What the study evaluated
The study evaluated whether Carebot AI Bones improves clinicians’ ability to detect fractures on musculoskeletal X-rays.
A total of 726 radiographs from five Czech hospitals were interpreted twice by seven clinicians. In the first reading stage, clinicians interpreted the images without AI. After a 30-day washout period, they interpreted the same cases again with AI decision support.
The primary analysis used 630 radiographs where the expert trauma surgeon and expert radiologist agreed on fracture presence or absence. This set included 197 fracture-positive and 433 fracture-negative radiographs.
Study results in clinical practice
AI-assisted reading was associated with a clear reduction in missed fractures. Overall sensitivity increased from 86.26% without AI to 94.56% with AI, while the number of missed fractures decreased from 190 to 75 across all reader-case assessments.
This improvement came with a modest trade-off in specificity, which decreased from 93.79% to 90.21%, reflecting more false-positive fracture calls. The effect varied by reader, with the largest improvement observed in the reader who had the lowest baseline sensitivity.
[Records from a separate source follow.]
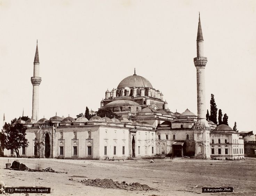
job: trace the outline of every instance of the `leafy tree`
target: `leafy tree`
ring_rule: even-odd
[[[20,157],[19,149],[21,147],[27,147],[29,146],[27,140],[25,138],[26,128],[20,124],[14,125],[6,123],[3,132],[5,134],[3,147],[7,150],[13,149],[17,157]]]
[[[218,117],[218,121],[219,121],[219,124],[218,125],[221,125],[223,124],[222,122],[222,111],[221,109],[219,109],[219,115]]]
[[[112,119],[114,116],[116,119],[118,119],[122,117],[121,116],[119,116],[115,113],[112,112],[111,110],[106,109],[100,109],[97,112],[97,116],[102,118],[106,116],[110,119]]]
[[[85,116],[88,120],[91,118],[91,115],[90,115],[90,112],[89,112],[89,109],[88,108],[87,106],[86,106],[86,109],[85,110]]]
[[[37,149],[37,152],[38,155],[39,156],[39,158],[40,158],[40,157],[41,155],[41,149],[43,148],[45,144],[42,141],[39,142],[39,141],[37,141],[35,142],[35,147]]]
[[[209,116],[209,120],[213,121],[215,124],[217,124],[218,123],[217,122],[217,112],[218,112],[218,108],[215,103],[215,100],[214,100],[214,95],[213,94],[211,94],[211,100],[210,101],[211,109],[210,115]]]
[[[225,113],[224,114],[224,116],[223,117],[223,120],[222,120],[223,124],[225,124],[226,125],[229,125],[227,123],[227,119],[229,119],[229,117],[227,115],[227,114]]]
[[[208,111],[208,110],[207,110],[207,114],[206,114],[206,120],[208,121],[209,120],[209,116],[210,116],[210,114],[209,114],[209,112]]]
[[[234,125],[234,127],[233,127],[233,130],[235,131],[238,131],[237,130],[237,122],[235,122],[235,125]]]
In practice, these findings support Carebot AI Bones as a second-reader decision-support tool. Positive AI suggestions should be treated as prompts for careful re-review rather than as definitive diagnoses.
Key numbers
Primary analysis set: 630 radiographs
Readers: 7 clinicians
Hospitals: 5 Czech hospitals
Study design: multi-reader crossover with 30-day washout
Sensitivity change: +8.30 percentage points, p < 0.001
Specificity change: -3.58 percentage points, p = 0.035
Missed fractures: reduced from 190 to 75
Largest reader-level sensitivity gain: 50.76% to 90.36%
Abstract
Missed fractures on musculoskeletal radiographs remain an important diagnostic problem, particularly in acute and high-volume clinical settings. This multicentre crossover study evaluated whether Carebot AI Bones can improve clinician performance in fracture detection. The study included 726 musculoskeletal radiographs from five Czech hospitals. Seven clinicians interpreted all radiographs twice: first without AI and then, after a 30-day washout period, with AI decision support. The primary analysis was performed on 630 radiographs with expert-agreement ground truth, including 197 fracture-positive and 433 fracture-negative cases. AI-assisted interpretation increased overall sensitivity from 86.26% to 94.56%, corresponding to an improvement of 8.30 percentage points. The number of missed fractures decreased from 190 without AI to 75 with AI. Specificity decreased from 93.79% to 90.21%, indicating a reader-dependent increase in false-positive fracture calls. The negative likelihood ratio improved from 0.15 to 0.06, supporting stronger rule-out performance with AI assistance. Sensitivity increased in six of seven readers, with the largest benefit observed in the reader with the lowest baseline sensitivity. These findings support Carebot AI Bones as a second-reader decision-support tool that may help reduce missed fractures, while AI-positive findings should remain subject to clinician verification.